Si Mahoma no va a la montaña, la montaña va a Mahoma. Eso dice el dicho, y eso mismo ha pensado Lindsay Lohan, quien ha decidido sacar tajada de su arresto domiciliario posando en su mansión-cárcel para la prestigiosa publicación americana "Life And Style".

La cantante y actriz está cumpliendo una condena que le impide salir de su casa por haber robado una gargantilla en una joyería cuando se encontraba en libertad condicional por sus problemas con el alcohol y las drogas.

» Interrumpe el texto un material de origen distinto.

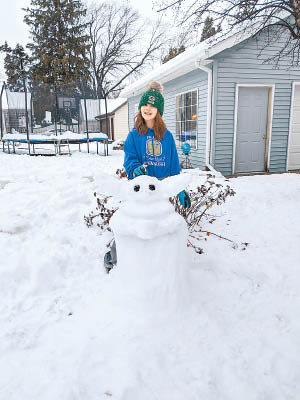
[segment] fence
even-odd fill
[[[69,84],[56,91],[53,87],[31,83],[23,91],[9,90],[5,82],[0,92],[0,134],[60,135],[72,132],[86,135],[105,133],[114,140],[113,99],[83,95],[76,85]],[[125,99],[126,100],[126,99]]]

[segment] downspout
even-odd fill
[[[207,120],[206,120],[206,154],[205,163],[206,166],[214,171],[211,166],[211,121],[212,121],[212,89],[213,89],[213,75],[212,69],[208,68],[206,65],[212,63],[213,60],[197,60],[195,62],[196,67],[207,73]]]

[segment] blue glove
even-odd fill
[[[188,192],[183,190],[182,192],[178,193],[177,196],[178,196],[180,204],[184,208],[190,208],[191,207],[191,199],[190,199],[190,196],[189,196]]]
[[[134,178],[139,175],[148,175],[147,168],[144,165],[140,165],[133,171]]]

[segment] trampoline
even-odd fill
[[[89,153],[91,143],[96,143],[99,154],[99,143],[101,143],[100,154],[108,155],[108,135],[102,132],[101,121],[95,119],[95,115],[100,113],[100,99],[90,104],[83,98],[82,104],[81,102],[79,104],[75,98],[65,96],[62,89],[57,97],[55,109],[52,110],[52,104],[47,103],[50,111],[45,111],[43,120],[47,124],[41,126],[35,125],[33,93],[28,90],[26,83],[23,90],[23,92],[11,92],[5,82],[0,87],[0,142],[3,152],[49,156],[71,155],[73,150],[71,145],[78,145],[79,151],[86,145]],[[61,124],[65,124],[66,129],[62,130]]]
[[[8,136],[8,135],[5,135]],[[66,138],[66,137],[55,137],[55,138],[38,138],[38,139],[23,139],[23,138],[7,138],[3,137],[2,138],[2,144],[3,144],[3,152],[7,149],[7,152],[10,153],[16,153],[16,144],[27,144],[28,146],[28,153],[30,155],[63,155],[63,154],[69,154],[71,155],[71,150],[70,150],[70,145],[72,144],[77,144],[79,146],[79,151],[81,151],[81,145],[86,144],[87,149],[89,152],[89,144],[96,142],[97,144],[97,154],[99,154],[99,143],[103,143],[103,155],[108,156],[108,137],[91,137],[91,138]],[[53,145],[54,149],[51,151],[51,149],[43,149],[47,150],[47,152],[38,152],[36,148],[37,145]],[[6,145],[6,149],[5,149]],[[49,151],[50,150],[50,151]]]

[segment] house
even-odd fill
[[[191,145],[193,167],[212,166],[227,176],[300,169],[300,69],[287,59],[278,68],[263,62],[284,40],[261,50],[268,34],[206,40],[126,87],[129,129],[141,93],[159,80],[163,118],[180,157],[182,144]]]
[[[126,98],[107,99],[107,126],[105,100],[80,100],[80,122],[86,130],[86,121],[90,132],[100,130],[107,133],[111,140],[126,137],[128,133],[128,106]],[[86,104],[86,111],[85,111]]]
[[[28,130],[31,132],[33,110],[31,107],[31,93],[27,93]],[[26,107],[24,92],[10,92],[4,88],[1,97],[2,106],[2,134],[26,133]]]
[[[128,134],[127,99],[122,97],[118,97],[117,99],[107,99],[107,114],[109,121],[109,138],[112,140],[125,138]],[[104,100],[103,107],[101,108],[101,115],[98,115],[96,119],[99,121],[100,118],[102,121],[102,126],[104,127],[104,131],[102,131],[107,133]]]

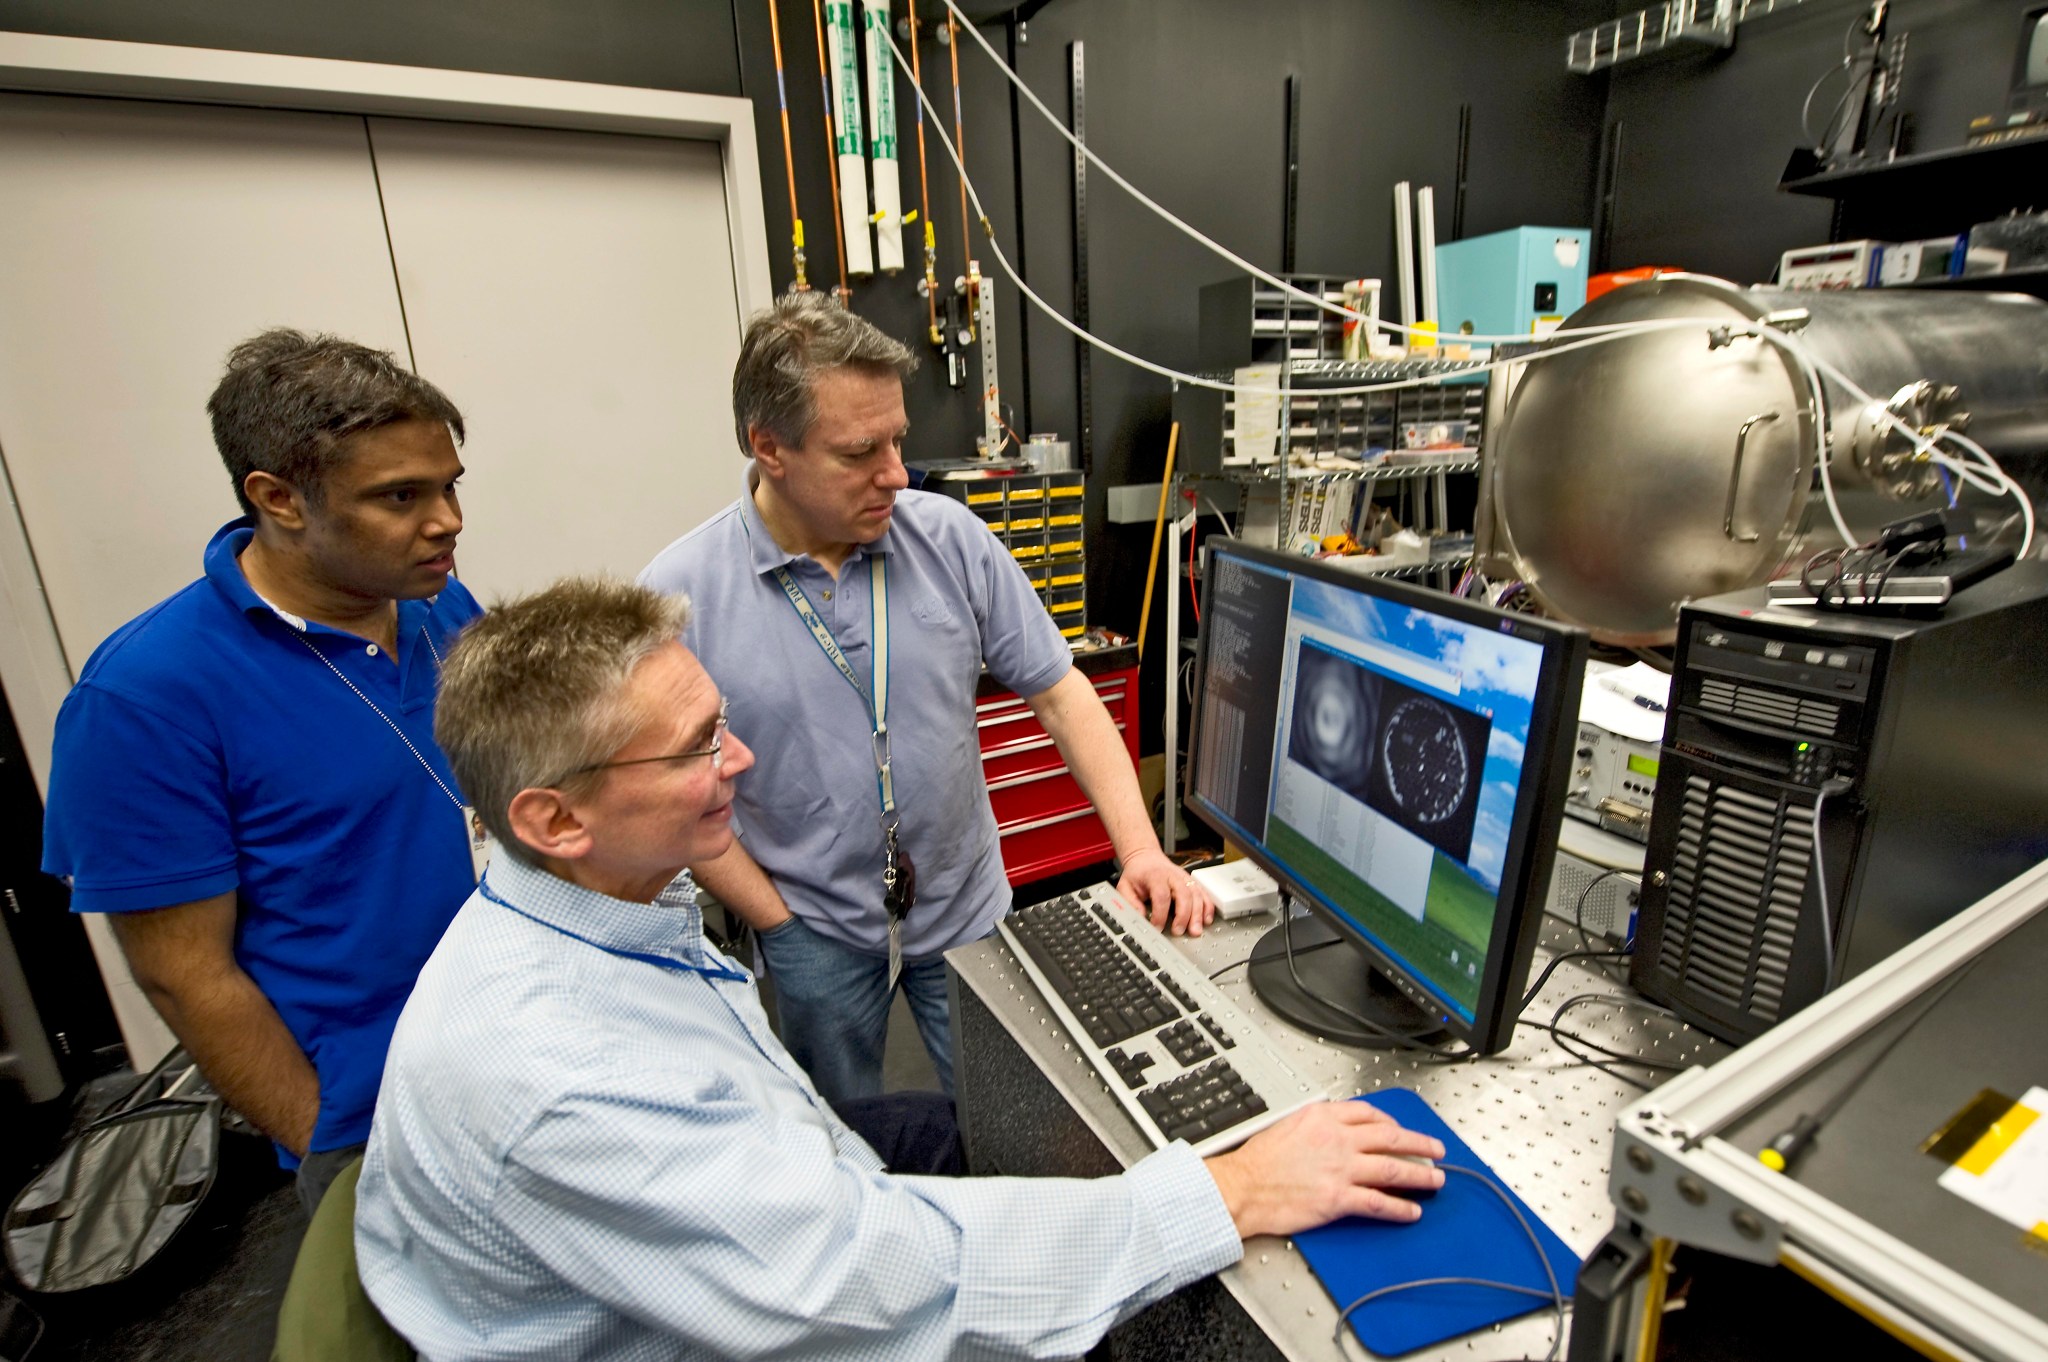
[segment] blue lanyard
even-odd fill
[[[740,522],[744,525],[746,522]],[[884,831],[896,825],[896,782],[890,775],[889,762],[889,567],[886,556],[868,553],[868,609],[869,628],[868,655],[871,659],[871,685],[864,690],[860,678],[853,674],[853,664],[846,660],[846,654],[839,647],[839,640],[832,637],[832,631],[825,621],[818,617],[818,608],[811,604],[811,598],[804,594],[789,569],[775,569],[775,580],[782,586],[782,594],[789,598],[790,608],[796,611],[804,628],[810,630],[811,640],[818,645],[839,674],[846,678],[846,684],[853,687],[867,706],[868,721],[874,728],[875,748],[875,793],[882,801],[882,827]],[[872,692],[872,693],[870,693]]]
[[[592,941],[587,936],[578,936],[576,933],[570,931],[568,928],[557,927],[552,922],[547,922],[540,918],[537,918],[532,913],[529,913],[525,909],[520,908],[518,905],[514,904],[511,900],[501,897],[496,890],[491,888],[490,874],[488,871],[485,872],[483,879],[477,881],[476,887],[478,893],[482,894],[492,903],[497,904],[500,908],[509,908],[513,912],[519,914],[519,916],[525,918],[528,922],[538,922],[541,926],[547,928],[551,932],[560,932],[563,936],[568,937],[571,941],[581,941],[586,946],[594,946],[598,950],[603,951],[606,955],[616,955],[622,960],[638,960],[643,965],[659,965],[663,969],[677,970],[684,974],[701,974],[706,979],[730,979],[736,984],[744,984],[747,982],[747,976],[739,973],[737,970],[729,970],[716,965],[692,965],[682,960],[671,959],[666,955],[649,955],[644,951],[614,950],[610,946],[605,945],[601,941]]]

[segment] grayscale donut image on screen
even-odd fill
[[[1492,721],[1397,681],[1382,688],[1365,802],[1463,861],[1472,849]]]
[[[1294,724],[1287,754],[1363,800],[1379,732],[1380,678],[1327,648],[1296,650]]]

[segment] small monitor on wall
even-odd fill
[[[1338,1040],[1505,1048],[1586,635],[1236,542],[1202,622],[1188,805],[1313,919],[1259,944],[1253,987]]]
[[[2048,5],[2029,5],[2013,58],[2012,111],[2048,109]]]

Según fuentes oficiales, la falta de presupuesto obligó a la juez encargada de su caso a recomendar el arresto domiciliario, pues las cárceles de California están saturadas.

Así que ahí la tenemos, encerrada en una mansión en una lujosa localidad californiana y valorada en 2,25 millones de dólares.

Al menos Lindsay ha tenido tiempo para reflexionar, y tumbada en el sofá de la casa explica a la revista: "Entiendo las situaciones en las que he estado metida y no quiero volver a eso", dice totalmente arrepentida. "Estoy feliz de haber podido dejar esto atrás y poder seguir con mi vida y con mi carrera", añade.